Who has been the biggest influence in your life and why?

Congressman Ron Paul has been my biggest inspiration and influence. He inspired me to get interested in politics, and to always fight for what’s right, no matter the odds you face. He is a champion of liberty that I admire greatly. The 2012 Presidential campaign was when I began paying attention to politics, and Ron Paul was the only candidate who resonated with me. Even though he was unlikely to win and was being largely ignored, he still fought on and got his message out to millions of people who otherwise would have never heard it.

What’s one of the biggest life lessons you’ve learned?

One of the biggest lessons I’ve learned is to always show gratitude to those who have helped you along the way and got you to where you are now. It goes a long way. Don’t burn your bridges.

What do you think it is that makes you/someone successful?

Hustle. The people who succeed are the ones who are always willing to go the extra mile in order to achieve their goals, and to make sacrifices to that end. A quick mind is also a great asset, and a willingness to take calculated risks. As a student of history, I understand that many of the decisions that altered the course of world history were made in the moment during a crisis, often with incomplete information. This is especially true in both politics and military strategy. For example, I would argue that the American Civil War was decided by a series of split-second decisions by both generals and statesmen in the heat of the moment. To keep your cool under intense pressure and to weigh the risks and rewards of your potential actions is crucial to success.
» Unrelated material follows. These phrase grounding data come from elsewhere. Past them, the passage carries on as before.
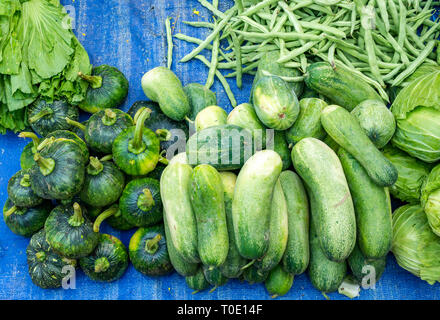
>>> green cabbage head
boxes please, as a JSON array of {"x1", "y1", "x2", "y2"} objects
[
  {"x1": 391, "y1": 66, "x2": 440, "y2": 163},
  {"x1": 392, "y1": 204, "x2": 440, "y2": 285},
  {"x1": 421, "y1": 163, "x2": 440, "y2": 236}
]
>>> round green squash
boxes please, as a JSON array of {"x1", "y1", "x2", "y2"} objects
[
  {"x1": 80, "y1": 157, "x2": 125, "y2": 208},
  {"x1": 78, "y1": 65, "x2": 129, "y2": 113},
  {"x1": 112, "y1": 107, "x2": 162, "y2": 176},
  {"x1": 129, "y1": 225, "x2": 173, "y2": 276},
  {"x1": 184, "y1": 83, "x2": 218, "y2": 121},
  {"x1": 46, "y1": 130, "x2": 90, "y2": 163},
  {"x1": 18, "y1": 132, "x2": 40, "y2": 171},
  {"x1": 27, "y1": 229, "x2": 77, "y2": 289},
  {"x1": 92, "y1": 205, "x2": 135, "y2": 232},
  {"x1": 7, "y1": 170, "x2": 42, "y2": 208},
  {"x1": 119, "y1": 177, "x2": 162, "y2": 227},
  {"x1": 44, "y1": 203, "x2": 99, "y2": 259},
  {"x1": 79, "y1": 233, "x2": 129, "y2": 282},
  {"x1": 30, "y1": 137, "x2": 86, "y2": 200},
  {"x1": 253, "y1": 75, "x2": 300, "y2": 131},
  {"x1": 3, "y1": 198, "x2": 51, "y2": 237},
  {"x1": 27, "y1": 99, "x2": 79, "y2": 137},
  {"x1": 186, "y1": 268, "x2": 210, "y2": 293}
]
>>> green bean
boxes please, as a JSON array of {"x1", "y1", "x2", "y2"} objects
[
  {"x1": 278, "y1": 40, "x2": 321, "y2": 63},
  {"x1": 406, "y1": 25, "x2": 425, "y2": 50},
  {"x1": 197, "y1": 0, "x2": 226, "y2": 19},
  {"x1": 183, "y1": 21, "x2": 215, "y2": 28},
  {"x1": 420, "y1": 19, "x2": 440, "y2": 42},
  {"x1": 174, "y1": 33, "x2": 231, "y2": 62},
  {"x1": 241, "y1": 0, "x2": 280, "y2": 17},
  {"x1": 239, "y1": 16, "x2": 270, "y2": 33},
  {"x1": 165, "y1": 17, "x2": 173, "y2": 69},
  {"x1": 382, "y1": 64, "x2": 404, "y2": 81},
  {"x1": 376, "y1": 0, "x2": 390, "y2": 32},
  {"x1": 231, "y1": 32, "x2": 243, "y2": 89},
  {"x1": 437, "y1": 41, "x2": 440, "y2": 65},
  {"x1": 269, "y1": 6, "x2": 281, "y2": 30},
  {"x1": 206, "y1": 27, "x2": 220, "y2": 89},
  {"x1": 236, "y1": 0, "x2": 244, "y2": 13},
  {"x1": 235, "y1": 30, "x2": 323, "y2": 41},
  {"x1": 283, "y1": 61, "x2": 302, "y2": 68},
  {"x1": 225, "y1": 61, "x2": 260, "y2": 77},
  {"x1": 328, "y1": 43, "x2": 336, "y2": 67},
  {"x1": 335, "y1": 49, "x2": 356, "y2": 69}
]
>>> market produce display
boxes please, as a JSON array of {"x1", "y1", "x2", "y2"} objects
[{"x1": 2, "y1": 0, "x2": 440, "y2": 300}]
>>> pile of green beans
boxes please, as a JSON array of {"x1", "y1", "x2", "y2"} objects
[{"x1": 171, "y1": 0, "x2": 440, "y2": 105}]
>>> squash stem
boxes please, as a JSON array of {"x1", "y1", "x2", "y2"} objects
[
  {"x1": 78, "y1": 72, "x2": 103, "y2": 89},
  {"x1": 36, "y1": 137, "x2": 56, "y2": 152},
  {"x1": 100, "y1": 155, "x2": 113, "y2": 162},
  {"x1": 102, "y1": 109, "x2": 117, "y2": 126},
  {"x1": 156, "y1": 129, "x2": 172, "y2": 142},
  {"x1": 65, "y1": 117, "x2": 86, "y2": 132},
  {"x1": 94, "y1": 257, "x2": 110, "y2": 273},
  {"x1": 28, "y1": 108, "x2": 53, "y2": 124},
  {"x1": 33, "y1": 153, "x2": 55, "y2": 176},
  {"x1": 158, "y1": 156, "x2": 169, "y2": 166},
  {"x1": 93, "y1": 206, "x2": 119, "y2": 233},
  {"x1": 129, "y1": 108, "x2": 152, "y2": 154},
  {"x1": 145, "y1": 234, "x2": 162, "y2": 254},
  {"x1": 241, "y1": 259, "x2": 256, "y2": 270},
  {"x1": 18, "y1": 132, "x2": 40, "y2": 151},
  {"x1": 209, "y1": 286, "x2": 218, "y2": 294},
  {"x1": 4, "y1": 205, "x2": 18, "y2": 218},
  {"x1": 35, "y1": 251, "x2": 47, "y2": 263},
  {"x1": 20, "y1": 174, "x2": 31, "y2": 188},
  {"x1": 185, "y1": 116, "x2": 194, "y2": 124},
  {"x1": 137, "y1": 189, "x2": 155, "y2": 212},
  {"x1": 68, "y1": 203, "x2": 85, "y2": 227},
  {"x1": 87, "y1": 156, "x2": 104, "y2": 176}
]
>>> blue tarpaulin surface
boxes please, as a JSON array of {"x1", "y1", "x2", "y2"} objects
[{"x1": 0, "y1": 0, "x2": 439, "y2": 300}]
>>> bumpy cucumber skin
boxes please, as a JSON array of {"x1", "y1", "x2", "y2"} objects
[
  {"x1": 219, "y1": 172, "x2": 247, "y2": 278},
  {"x1": 265, "y1": 265, "x2": 294, "y2": 298},
  {"x1": 163, "y1": 213, "x2": 198, "y2": 277},
  {"x1": 338, "y1": 149, "x2": 392, "y2": 259},
  {"x1": 280, "y1": 171, "x2": 310, "y2": 275},
  {"x1": 160, "y1": 163, "x2": 199, "y2": 263},
  {"x1": 321, "y1": 105, "x2": 398, "y2": 187},
  {"x1": 186, "y1": 267, "x2": 210, "y2": 292},
  {"x1": 273, "y1": 131, "x2": 292, "y2": 171},
  {"x1": 195, "y1": 106, "x2": 228, "y2": 132},
  {"x1": 203, "y1": 265, "x2": 229, "y2": 287},
  {"x1": 190, "y1": 165, "x2": 229, "y2": 267},
  {"x1": 292, "y1": 138, "x2": 356, "y2": 262},
  {"x1": 305, "y1": 62, "x2": 382, "y2": 111},
  {"x1": 255, "y1": 180, "x2": 288, "y2": 273},
  {"x1": 232, "y1": 150, "x2": 283, "y2": 259},
  {"x1": 348, "y1": 243, "x2": 386, "y2": 284},
  {"x1": 184, "y1": 83, "x2": 217, "y2": 121},
  {"x1": 243, "y1": 265, "x2": 269, "y2": 284},
  {"x1": 308, "y1": 209, "x2": 347, "y2": 293}
]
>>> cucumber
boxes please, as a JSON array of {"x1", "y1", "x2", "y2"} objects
[
  {"x1": 169, "y1": 152, "x2": 189, "y2": 166},
  {"x1": 252, "y1": 75, "x2": 300, "y2": 131},
  {"x1": 163, "y1": 213, "x2": 198, "y2": 277},
  {"x1": 280, "y1": 171, "x2": 310, "y2": 275},
  {"x1": 292, "y1": 138, "x2": 356, "y2": 262},
  {"x1": 255, "y1": 180, "x2": 288, "y2": 273},
  {"x1": 286, "y1": 98, "x2": 328, "y2": 146},
  {"x1": 189, "y1": 165, "x2": 229, "y2": 267},
  {"x1": 232, "y1": 150, "x2": 283, "y2": 259},
  {"x1": 348, "y1": 243, "x2": 386, "y2": 284},
  {"x1": 272, "y1": 131, "x2": 292, "y2": 171},
  {"x1": 305, "y1": 62, "x2": 382, "y2": 111},
  {"x1": 195, "y1": 106, "x2": 228, "y2": 131},
  {"x1": 308, "y1": 210, "x2": 347, "y2": 293},
  {"x1": 243, "y1": 264, "x2": 269, "y2": 284},
  {"x1": 265, "y1": 265, "x2": 294, "y2": 298},
  {"x1": 186, "y1": 124, "x2": 256, "y2": 171},
  {"x1": 323, "y1": 135, "x2": 339, "y2": 153},
  {"x1": 186, "y1": 267, "x2": 210, "y2": 292},
  {"x1": 219, "y1": 172, "x2": 247, "y2": 278},
  {"x1": 338, "y1": 149, "x2": 392, "y2": 259},
  {"x1": 203, "y1": 265, "x2": 229, "y2": 287},
  {"x1": 160, "y1": 163, "x2": 199, "y2": 263},
  {"x1": 141, "y1": 67, "x2": 190, "y2": 121},
  {"x1": 321, "y1": 105, "x2": 398, "y2": 187},
  {"x1": 184, "y1": 83, "x2": 217, "y2": 121}
]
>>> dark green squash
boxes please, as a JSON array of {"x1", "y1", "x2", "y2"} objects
[
  {"x1": 78, "y1": 65, "x2": 129, "y2": 113},
  {"x1": 119, "y1": 177, "x2": 162, "y2": 227},
  {"x1": 46, "y1": 130, "x2": 89, "y2": 163},
  {"x1": 129, "y1": 225, "x2": 173, "y2": 276},
  {"x1": 80, "y1": 157, "x2": 125, "y2": 208},
  {"x1": 27, "y1": 229, "x2": 77, "y2": 289},
  {"x1": 44, "y1": 203, "x2": 99, "y2": 259},
  {"x1": 27, "y1": 99, "x2": 79, "y2": 137},
  {"x1": 7, "y1": 170, "x2": 42, "y2": 208},
  {"x1": 85, "y1": 205, "x2": 102, "y2": 221},
  {"x1": 79, "y1": 233, "x2": 129, "y2": 282},
  {"x1": 18, "y1": 132, "x2": 40, "y2": 171},
  {"x1": 128, "y1": 101, "x2": 189, "y2": 151},
  {"x1": 3, "y1": 198, "x2": 51, "y2": 237},
  {"x1": 185, "y1": 268, "x2": 211, "y2": 293},
  {"x1": 93, "y1": 205, "x2": 135, "y2": 232},
  {"x1": 30, "y1": 137, "x2": 86, "y2": 200},
  {"x1": 112, "y1": 107, "x2": 162, "y2": 176},
  {"x1": 147, "y1": 161, "x2": 167, "y2": 181},
  {"x1": 183, "y1": 83, "x2": 218, "y2": 121},
  {"x1": 243, "y1": 264, "x2": 269, "y2": 284}
]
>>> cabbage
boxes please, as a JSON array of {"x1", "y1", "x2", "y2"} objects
[
  {"x1": 391, "y1": 65, "x2": 440, "y2": 163},
  {"x1": 421, "y1": 164, "x2": 440, "y2": 236},
  {"x1": 383, "y1": 145, "x2": 431, "y2": 203},
  {"x1": 392, "y1": 204, "x2": 440, "y2": 285}
]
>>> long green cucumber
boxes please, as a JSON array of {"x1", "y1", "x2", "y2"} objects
[
  {"x1": 160, "y1": 163, "x2": 199, "y2": 263},
  {"x1": 280, "y1": 171, "x2": 310, "y2": 275},
  {"x1": 321, "y1": 105, "x2": 398, "y2": 187},
  {"x1": 292, "y1": 138, "x2": 356, "y2": 262},
  {"x1": 265, "y1": 265, "x2": 294, "y2": 298},
  {"x1": 232, "y1": 150, "x2": 283, "y2": 259},
  {"x1": 219, "y1": 172, "x2": 247, "y2": 278},
  {"x1": 338, "y1": 149, "x2": 393, "y2": 259},
  {"x1": 189, "y1": 165, "x2": 229, "y2": 267},
  {"x1": 243, "y1": 264, "x2": 269, "y2": 284},
  {"x1": 185, "y1": 267, "x2": 210, "y2": 293},
  {"x1": 273, "y1": 131, "x2": 292, "y2": 171}
]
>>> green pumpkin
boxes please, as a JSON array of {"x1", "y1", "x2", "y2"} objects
[
  {"x1": 3, "y1": 198, "x2": 51, "y2": 237},
  {"x1": 129, "y1": 225, "x2": 173, "y2": 276},
  {"x1": 147, "y1": 161, "x2": 167, "y2": 181},
  {"x1": 186, "y1": 268, "x2": 210, "y2": 293},
  {"x1": 7, "y1": 170, "x2": 42, "y2": 208},
  {"x1": 45, "y1": 203, "x2": 99, "y2": 259},
  {"x1": 93, "y1": 205, "x2": 135, "y2": 232},
  {"x1": 128, "y1": 101, "x2": 189, "y2": 151},
  {"x1": 80, "y1": 157, "x2": 125, "y2": 208},
  {"x1": 18, "y1": 132, "x2": 40, "y2": 171},
  {"x1": 112, "y1": 107, "x2": 162, "y2": 176},
  {"x1": 119, "y1": 177, "x2": 162, "y2": 227},
  {"x1": 79, "y1": 233, "x2": 129, "y2": 282},
  {"x1": 30, "y1": 137, "x2": 86, "y2": 200},
  {"x1": 46, "y1": 130, "x2": 90, "y2": 163},
  {"x1": 78, "y1": 65, "x2": 129, "y2": 113},
  {"x1": 27, "y1": 99, "x2": 79, "y2": 137},
  {"x1": 27, "y1": 229, "x2": 77, "y2": 289}
]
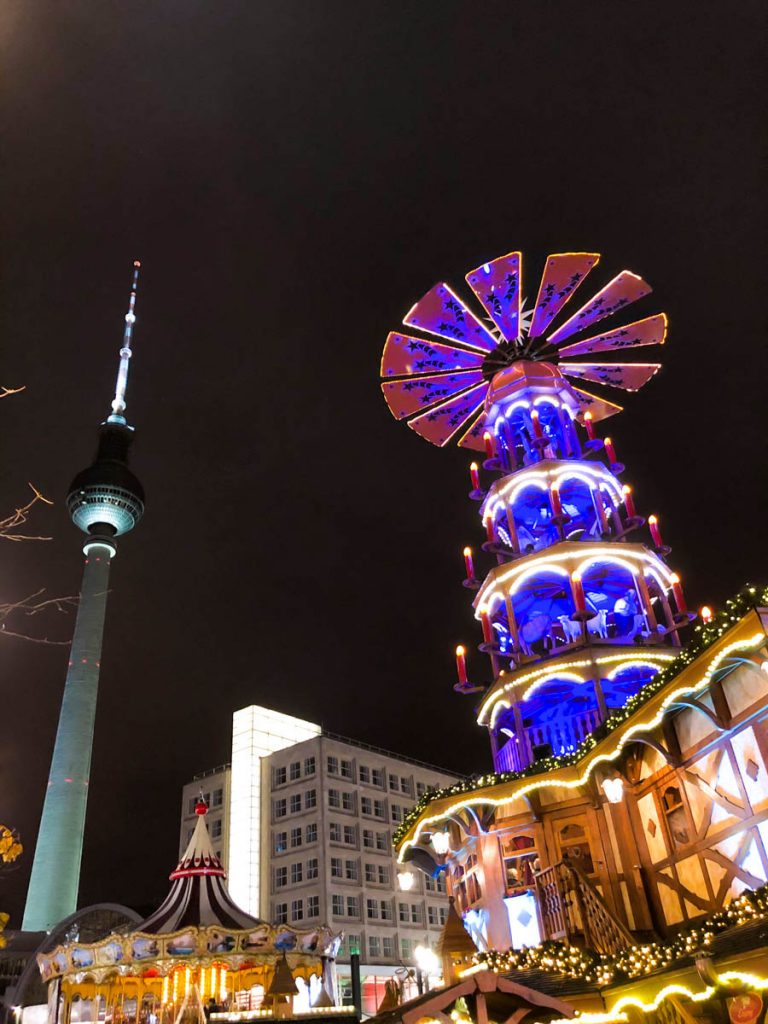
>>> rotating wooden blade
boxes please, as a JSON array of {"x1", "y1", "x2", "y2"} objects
[
  {"x1": 404, "y1": 283, "x2": 497, "y2": 352},
  {"x1": 528, "y1": 253, "x2": 600, "y2": 339},
  {"x1": 560, "y1": 363, "x2": 661, "y2": 392},
  {"x1": 381, "y1": 370, "x2": 485, "y2": 420},
  {"x1": 407, "y1": 382, "x2": 489, "y2": 446},
  {"x1": 548, "y1": 271, "x2": 652, "y2": 345},
  {"x1": 465, "y1": 251, "x2": 521, "y2": 343},
  {"x1": 557, "y1": 313, "x2": 667, "y2": 357},
  {"x1": 380, "y1": 332, "x2": 484, "y2": 378}
]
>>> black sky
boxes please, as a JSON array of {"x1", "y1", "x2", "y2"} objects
[{"x1": 1, "y1": 1, "x2": 766, "y2": 925}]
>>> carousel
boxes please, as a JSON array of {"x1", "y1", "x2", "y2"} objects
[{"x1": 37, "y1": 802, "x2": 345, "y2": 1024}]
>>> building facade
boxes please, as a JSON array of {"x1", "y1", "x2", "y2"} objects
[{"x1": 180, "y1": 708, "x2": 460, "y2": 1014}]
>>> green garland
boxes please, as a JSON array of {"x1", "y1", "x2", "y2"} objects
[
  {"x1": 476, "y1": 881, "x2": 768, "y2": 986},
  {"x1": 394, "y1": 584, "x2": 768, "y2": 847}
]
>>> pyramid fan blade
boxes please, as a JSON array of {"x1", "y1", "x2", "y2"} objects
[
  {"x1": 528, "y1": 253, "x2": 601, "y2": 339},
  {"x1": 404, "y1": 283, "x2": 497, "y2": 353},
  {"x1": 457, "y1": 409, "x2": 488, "y2": 451},
  {"x1": 407, "y1": 382, "x2": 489, "y2": 446},
  {"x1": 571, "y1": 386, "x2": 623, "y2": 422},
  {"x1": 380, "y1": 332, "x2": 485, "y2": 378},
  {"x1": 548, "y1": 271, "x2": 652, "y2": 345},
  {"x1": 561, "y1": 362, "x2": 662, "y2": 392},
  {"x1": 381, "y1": 370, "x2": 485, "y2": 420},
  {"x1": 557, "y1": 313, "x2": 667, "y2": 357},
  {"x1": 465, "y1": 251, "x2": 521, "y2": 343}
]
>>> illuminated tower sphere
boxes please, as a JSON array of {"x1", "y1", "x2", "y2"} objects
[
  {"x1": 381, "y1": 251, "x2": 692, "y2": 775},
  {"x1": 23, "y1": 263, "x2": 145, "y2": 932}
]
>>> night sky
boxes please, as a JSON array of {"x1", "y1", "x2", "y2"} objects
[{"x1": 1, "y1": 2, "x2": 766, "y2": 925}]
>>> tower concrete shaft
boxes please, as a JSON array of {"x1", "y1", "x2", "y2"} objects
[{"x1": 22, "y1": 537, "x2": 116, "y2": 931}]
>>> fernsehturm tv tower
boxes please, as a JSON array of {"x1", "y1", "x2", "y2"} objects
[{"x1": 23, "y1": 263, "x2": 146, "y2": 932}]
How do you stay motivated?

I stay motivated by keeping the big picture in mind – my goals for how I want my life to be in 5, 10, 15 years, and so on. This helps me break down my major goals into much smaller, more manageable ones. One can easily be overwhelmed when they think about their “life goals.” You can overcome this stress by thinking about what you can do today to help achieve those goals. These smaller goals are much easier to tackle.

What legacy do you hope to leave behind?

I hope to leave behind a legacy of hard work, dedication, and commitment to the wellbeing and liberty of my country and community. I want to have a positive effect on the world and to leave it better than I found it. I want human beings in my country and around the world to be freer and more prosperous than they were at the time I was born. If I can contribute towards that goal, then my life was a life well-lived.